Given: Parallelogram ABCD and AB = BE and AD = FD
To prove: Δ FDC ≡ ΔCBE
Construction: Join DB
Proof:
We know that,
AB = DC [ opposite sides of parallelogram]
BE = DC [AB = BE, because B is the midpoint of AE]
Similarly,
AD = BC [ opposite sides of parallelogram]
DF = BC [ AD = DF, because B is the midpoint of AE]
Now, AD||BC and AB
∠ A = ∠ B [corresponding angles] …(1)
Now, AB||CD and AD
∠ A = ∠ D [corresponding angles] …(2)
∴ ∠ B = ∠ D (From 1 and 2)
In Δ FDC and Δ CBE
FD = CB [Proved Above]
DC = BE [Proved Above]
∠ D = ∠ B [Proved Above]
Thus, Δ FDC ≡ Δ CBE
Hence Proved.
In figure, BO bisects ∠ABC of ∆ABC. P is any point on BO. Prove that the perpendicular drawn from P to BA and BC are equal.
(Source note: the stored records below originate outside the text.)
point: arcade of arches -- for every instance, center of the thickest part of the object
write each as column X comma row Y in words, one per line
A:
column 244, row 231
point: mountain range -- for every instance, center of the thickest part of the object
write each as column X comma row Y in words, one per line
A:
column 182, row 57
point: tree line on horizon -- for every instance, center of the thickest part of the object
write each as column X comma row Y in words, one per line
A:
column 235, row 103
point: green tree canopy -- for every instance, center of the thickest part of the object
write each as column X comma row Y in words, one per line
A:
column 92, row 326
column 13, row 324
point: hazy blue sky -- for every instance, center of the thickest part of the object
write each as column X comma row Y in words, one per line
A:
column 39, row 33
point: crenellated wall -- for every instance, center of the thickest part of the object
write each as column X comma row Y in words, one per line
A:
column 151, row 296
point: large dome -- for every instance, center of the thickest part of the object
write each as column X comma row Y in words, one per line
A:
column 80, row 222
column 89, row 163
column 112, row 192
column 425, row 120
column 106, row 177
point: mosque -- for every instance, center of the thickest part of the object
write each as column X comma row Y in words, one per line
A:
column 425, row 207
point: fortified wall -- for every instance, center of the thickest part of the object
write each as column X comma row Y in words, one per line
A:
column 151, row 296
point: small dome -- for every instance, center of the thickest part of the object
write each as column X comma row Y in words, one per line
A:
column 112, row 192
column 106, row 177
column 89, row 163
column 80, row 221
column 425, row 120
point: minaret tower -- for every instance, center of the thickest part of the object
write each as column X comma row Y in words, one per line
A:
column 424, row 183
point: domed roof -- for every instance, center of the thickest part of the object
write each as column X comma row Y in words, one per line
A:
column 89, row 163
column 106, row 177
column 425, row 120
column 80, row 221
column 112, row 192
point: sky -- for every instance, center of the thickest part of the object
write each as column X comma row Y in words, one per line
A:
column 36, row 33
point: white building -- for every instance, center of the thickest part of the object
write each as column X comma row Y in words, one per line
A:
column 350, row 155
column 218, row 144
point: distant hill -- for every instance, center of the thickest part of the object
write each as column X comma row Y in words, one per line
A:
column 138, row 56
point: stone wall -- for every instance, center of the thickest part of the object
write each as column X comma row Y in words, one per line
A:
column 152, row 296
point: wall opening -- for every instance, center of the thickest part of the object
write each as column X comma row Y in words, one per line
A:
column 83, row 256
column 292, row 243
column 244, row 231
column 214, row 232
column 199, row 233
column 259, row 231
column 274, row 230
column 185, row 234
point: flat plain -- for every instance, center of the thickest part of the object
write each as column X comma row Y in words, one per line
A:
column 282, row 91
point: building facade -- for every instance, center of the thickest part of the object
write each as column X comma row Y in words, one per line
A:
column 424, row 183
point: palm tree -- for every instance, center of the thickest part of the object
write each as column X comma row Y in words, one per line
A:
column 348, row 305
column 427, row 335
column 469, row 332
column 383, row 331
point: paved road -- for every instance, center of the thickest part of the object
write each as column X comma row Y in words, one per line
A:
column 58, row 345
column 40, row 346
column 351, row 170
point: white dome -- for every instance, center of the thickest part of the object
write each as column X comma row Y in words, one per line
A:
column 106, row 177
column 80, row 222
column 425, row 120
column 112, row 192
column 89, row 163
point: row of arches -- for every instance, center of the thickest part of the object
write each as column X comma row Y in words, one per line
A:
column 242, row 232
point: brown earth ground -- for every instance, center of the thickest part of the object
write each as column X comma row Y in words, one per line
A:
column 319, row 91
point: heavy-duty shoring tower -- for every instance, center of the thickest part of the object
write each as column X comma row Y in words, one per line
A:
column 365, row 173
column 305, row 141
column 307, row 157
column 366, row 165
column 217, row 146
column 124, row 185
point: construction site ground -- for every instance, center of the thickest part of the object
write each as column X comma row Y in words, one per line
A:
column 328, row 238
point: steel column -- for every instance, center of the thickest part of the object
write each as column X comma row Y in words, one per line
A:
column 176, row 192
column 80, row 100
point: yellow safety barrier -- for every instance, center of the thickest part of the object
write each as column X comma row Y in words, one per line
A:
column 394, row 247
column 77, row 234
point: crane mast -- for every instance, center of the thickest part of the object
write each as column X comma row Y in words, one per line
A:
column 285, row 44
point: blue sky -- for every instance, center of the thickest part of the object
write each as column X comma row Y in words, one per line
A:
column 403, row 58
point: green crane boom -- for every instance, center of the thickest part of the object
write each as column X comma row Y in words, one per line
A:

Given: A Δ ABC in which BO is bisector of ∠ABC
Also, we have PD ⊥ AB and PE ⊥ BC
To Prove: PD = PE
Proof:
In Δ PBD and Δ PBE
PB = PB [common]
∠ PBD = ∠ PBE [ given]
∠ PDB = ∠ PEB = 90° [Given]
Thus, Δ PBD ≅ Δ PBE [Angle – Angle – Side]
∴ PD = PE
Hence Proved.
The Indian Navy flights fly in a formation that can be viewed as two triangles with common side. Prove that ∆SRT ≡ ∆QRT, if T is the midpoint of SQ and SR = RQ.
Given: T is the mid-point of SQ and SR = RQ
To Prove: Δ SRT ≅ Δ QRT
Proof
In Δ SRT and QRT
RT = RT [common]
ST = QT [T is the mid-point of SQ]
SR = RQ [Given]
Thus, Δ SRT ≅ Δ QRT [Side – Side – Side]
Hence Proved.